Law Lessons from BROWN-HILL MORGAN, LLC V. ROBERT LEHRER, ET AL.; J.C. MORGAN REALTY, LLC, ET AL. V. BROWN-HILL MORGAN, LLC, ET AL., App. Div., A-1069-08T3, August 12, 2010:
N.J.S.A. 42:2B-23 provides:
Except as otherwise provided by this act, the debts, obligations and liabilities of a limited liability company, whether arising in contract, tort or otherwise, shall be solely the debts, obligations and liabilities of the limited liability company; and no member, manager, employee or agent of a limited liability company shall be obligated personally for any such debt, obligation or liability of the limited liability company, or for any debt, obligation or liability of any other member, manager, employee or agent of the limited liability company, by reason of being a member, or acting as a manager, employee or agent of the limited liability company.
The doctrine of piercing the corporate veil, developed under the principles of corporate law, may be applied to limited liability companies.
“[P]iercing the corporate veil is not technically a mechanism for imposing legal liability, but for remedying the fundamental unfairness that will result from a failure to disregard the corporate form.” Verni ex rel. Burstein v. Stevens, 387 N.J. Super. 160, 199 (App. Div. 2006), certif. denied, 189 N.J. 429 (2007).
A party is entitled to structure a transaction in a manner to maximize his own return, but he cannot, in a court of equity, be permitted to walk away from the reality of the transaction. “[E]quity [regards] substance[,] rather than form.” Assocs. Home Equity Servs. Inc. v. Troup, 343 N.J. Super. 254, 276 (App. Div. 2001); Fortugno v. Hudson Manure Co., 51 N.J. Super. 482, 500-01 (App. Div. 1958); Ardito v. Bd. of Trs., Our Lady of Fatima Chapel, 281 N.J. Super. 459, 468 (Ch. Div. 1995).

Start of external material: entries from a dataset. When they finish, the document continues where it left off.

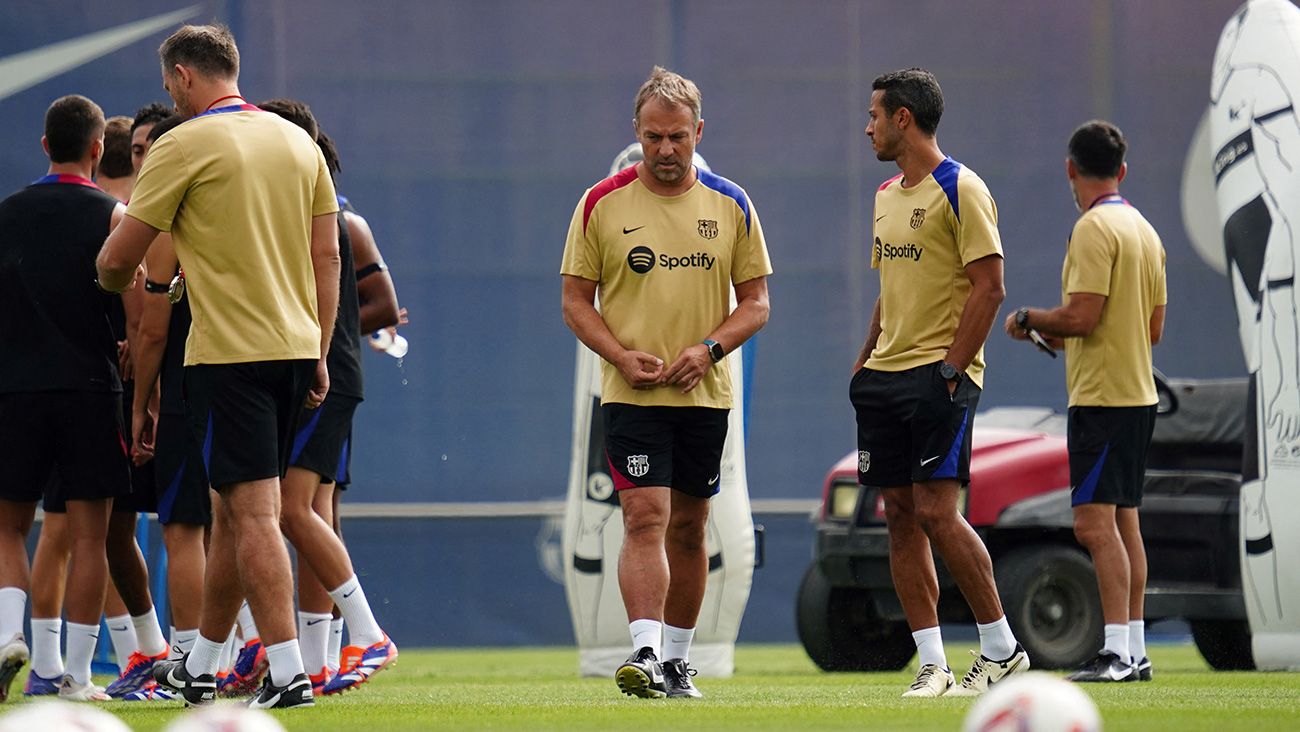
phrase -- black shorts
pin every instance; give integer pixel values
(1108, 454)
(910, 429)
(324, 438)
(182, 484)
(680, 447)
(245, 416)
(70, 442)
(143, 498)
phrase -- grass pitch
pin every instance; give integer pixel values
(774, 688)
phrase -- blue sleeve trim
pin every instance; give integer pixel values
(947, 178)
(726, 187)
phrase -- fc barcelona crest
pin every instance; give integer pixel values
(638, 466)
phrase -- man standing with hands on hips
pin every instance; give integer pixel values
(1113, 312)
(918, 377)
(664, 242)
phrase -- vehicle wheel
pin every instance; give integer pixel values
(840, 629)
(1049, 594)
(1225, 644)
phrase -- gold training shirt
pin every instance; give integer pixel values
(1113, 251)
(664, 267)
(238, 189)
(924, 237)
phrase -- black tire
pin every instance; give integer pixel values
(840, 631)
(1225, 644)
(1049, 594)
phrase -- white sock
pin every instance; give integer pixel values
(247, 627)
(47, 657)
(646, 632)
(148, 633)
(81, 648)
(1136, 640)
(122, 633)
(336, 644)
(285, 661)
(229, 650)
(930, 646)
(313, 639)
(1117, 640)
(13, 605)
(204, 657)
(996, 641)
(181, 642)
(676, 641)
(350, 598)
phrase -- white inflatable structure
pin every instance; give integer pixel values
(1253, 144)
(593, 529)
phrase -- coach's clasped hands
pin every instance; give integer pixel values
(646, 371)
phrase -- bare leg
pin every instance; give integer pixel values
(312, 536)
(910, 562)
(87, 570)
(50, 567)
(688, 559)
(1095, 528)
(1130, 531)
(958, 545)
(185, 568)
(644, 562)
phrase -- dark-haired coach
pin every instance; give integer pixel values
(1113, 312)
(251, 209)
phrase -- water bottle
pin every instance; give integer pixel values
(391, 345)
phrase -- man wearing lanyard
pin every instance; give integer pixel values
(263, 287)
(60, 390)
(1113, 312)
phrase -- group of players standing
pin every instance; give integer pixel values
(664, 330)
(211, 342)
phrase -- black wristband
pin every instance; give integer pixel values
(371, 269)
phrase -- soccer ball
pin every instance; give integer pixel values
(60, 715)
(225, 718)
(1034, 702)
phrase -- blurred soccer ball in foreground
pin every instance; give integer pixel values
(51, 717)
(225, 718)
(1034, 702)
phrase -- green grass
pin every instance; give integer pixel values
(774, 688)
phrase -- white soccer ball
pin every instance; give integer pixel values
(225, 718)
(1034, 702)
(50, 715)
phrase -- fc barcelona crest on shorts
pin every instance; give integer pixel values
(638, 466)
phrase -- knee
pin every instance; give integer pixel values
(898, 514)
(645, 522)
(687, 535)
(1091, 533)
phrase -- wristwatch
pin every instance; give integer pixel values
(715, 350)
(949, 372)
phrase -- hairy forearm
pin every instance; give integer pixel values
(976, 321)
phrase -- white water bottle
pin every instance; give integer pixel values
(393, 345)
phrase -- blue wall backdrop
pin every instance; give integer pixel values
(469, 129)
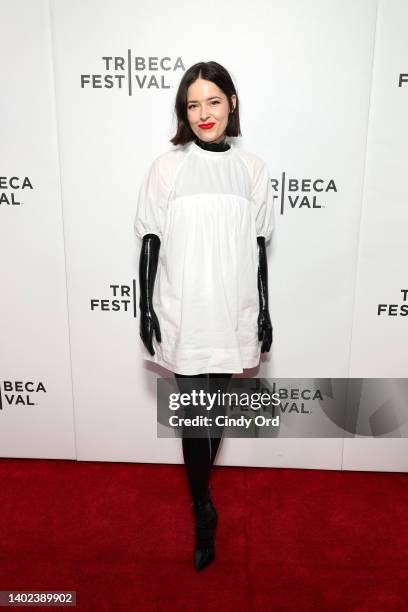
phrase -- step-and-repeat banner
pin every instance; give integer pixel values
(87, 103)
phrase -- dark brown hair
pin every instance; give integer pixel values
(210, 71)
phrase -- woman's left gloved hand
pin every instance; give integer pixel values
(264, 321)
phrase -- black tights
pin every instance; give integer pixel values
(199, 452)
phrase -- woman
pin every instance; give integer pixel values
(205, 210)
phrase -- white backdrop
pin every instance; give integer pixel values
(87, 111)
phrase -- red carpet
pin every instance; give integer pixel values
(120, 534)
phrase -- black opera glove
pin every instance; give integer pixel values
(149, 323)
(264, 320)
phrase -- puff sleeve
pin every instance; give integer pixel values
(262, 198)
(152, 202)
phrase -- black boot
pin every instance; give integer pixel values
(206, 518)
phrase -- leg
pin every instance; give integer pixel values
(218, 382)
(196, 450)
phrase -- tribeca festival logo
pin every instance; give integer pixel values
(131, 72)
(20, 393)
(11, 190)
(402, 79)
(310, 193)
(120, 298)
(394, 310)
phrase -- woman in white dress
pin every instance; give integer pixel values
(205, 211)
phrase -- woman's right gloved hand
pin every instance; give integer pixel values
(149, 257)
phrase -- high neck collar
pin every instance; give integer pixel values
(213, 146)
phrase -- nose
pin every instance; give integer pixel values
(204, 114)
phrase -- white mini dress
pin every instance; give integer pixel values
(207, 207)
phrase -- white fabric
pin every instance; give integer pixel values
(207, 207)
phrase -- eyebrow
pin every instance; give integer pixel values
(212, 98)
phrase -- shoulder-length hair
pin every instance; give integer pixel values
(210, 71)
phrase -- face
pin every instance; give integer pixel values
(208, 110)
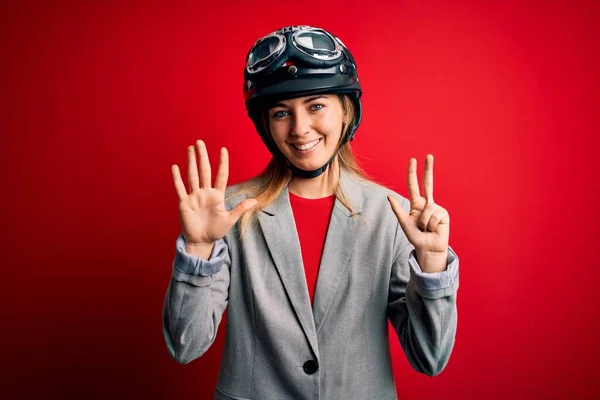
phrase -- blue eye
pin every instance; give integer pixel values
(280, 114)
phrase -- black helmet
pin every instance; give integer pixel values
(298, 61)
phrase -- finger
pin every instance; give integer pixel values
(205, 172)
(240, 209)
(401, 214)
(425, 216)
(428, 179)
(179, 186)
(413, 183)
(223, 171)
(193, 179)
(434, 221)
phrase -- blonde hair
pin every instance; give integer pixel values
(267, 185)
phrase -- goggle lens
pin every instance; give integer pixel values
(265, 48)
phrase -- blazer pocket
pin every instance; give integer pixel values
(220, 395)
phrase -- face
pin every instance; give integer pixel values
(307, 129)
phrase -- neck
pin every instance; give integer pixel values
(314, 188)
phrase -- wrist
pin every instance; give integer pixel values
(199, 249)
(431, 262)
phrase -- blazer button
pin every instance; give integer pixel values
(310, 367)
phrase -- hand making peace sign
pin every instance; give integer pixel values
(427, 224)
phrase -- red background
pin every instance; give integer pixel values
(100, 98)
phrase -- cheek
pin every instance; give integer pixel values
(277, 129)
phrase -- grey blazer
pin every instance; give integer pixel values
(278, 346)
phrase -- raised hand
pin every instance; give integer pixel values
(204, 218)
(427, 224)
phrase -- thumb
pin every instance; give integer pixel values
(240, 209)
(399, 211)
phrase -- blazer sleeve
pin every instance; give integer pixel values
(196, 298)
(422, 307)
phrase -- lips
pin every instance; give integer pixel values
(305, 146)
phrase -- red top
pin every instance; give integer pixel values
(312, 220)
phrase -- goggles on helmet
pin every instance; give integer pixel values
(313, 46)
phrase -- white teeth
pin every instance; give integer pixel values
(307, 146)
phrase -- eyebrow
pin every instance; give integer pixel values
(305, 101)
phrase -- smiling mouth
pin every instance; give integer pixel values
(306, 146)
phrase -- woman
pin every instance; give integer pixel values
(311, 257)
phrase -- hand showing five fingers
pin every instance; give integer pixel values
(204, 218)
(427, 224)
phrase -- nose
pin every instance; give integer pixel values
(301, 123)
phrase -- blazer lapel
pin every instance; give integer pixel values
(339, 245)
(279, 229)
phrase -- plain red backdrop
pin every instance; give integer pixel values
(100, 98)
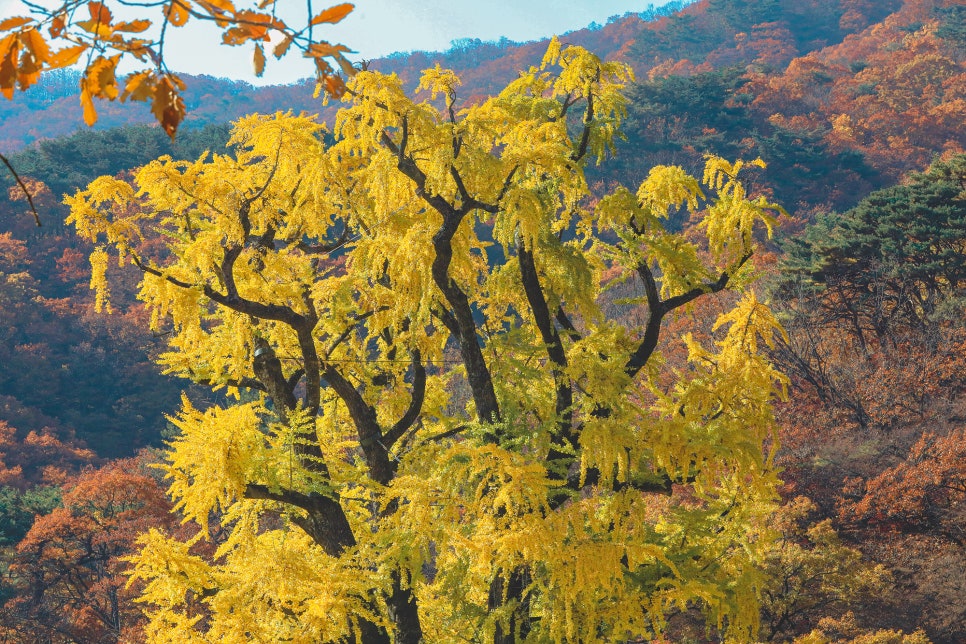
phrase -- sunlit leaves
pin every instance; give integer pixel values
(285, 243)
(26, 52)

New Jersey courts will pierce the corporate veil when necessary “to prevent an independent corporation from being used to defeat the ends of justice, to perpetrate a fraud, to accomplish a crime, or otherwise to evade the law.” Tung v. Briant Park Homes, Inc., 287 N.J. Super. 232, 239-40 (App. Div. 1996).
A corporate subsidiary’s veil may be pierced “on a finding that the parent so dominated the subsidiary that it had no separate existence but was merely a conduit for the parent[,]” and that the piercing is necessary to avoid an injustice. State, Dep’t of Envtl. Prot. v. Ventron Corp., 94 N.J. 473, 501 (1983).
A party seeking to pierce the corporate veil bears the burden of establishing that the corporate form should be disregarded. Richard A. Pulaski Constr. Co. v. Air Frame Hangars, Inc., 195 N.J. 457, 472 (2008).
A court will look to various factors, including “whether the subsidiary was grossly undercapitalized, the day-to-day involvement of the parent’s directors, officers and personnel, and whether the subsidiary fails to observe corporate formalities, pays no dividends, is insolvent, lacks corporate records, or is merely a facade.” Verni, supra, 387 N.J. Super. at 200. The inquiry is factspecific. Ibid.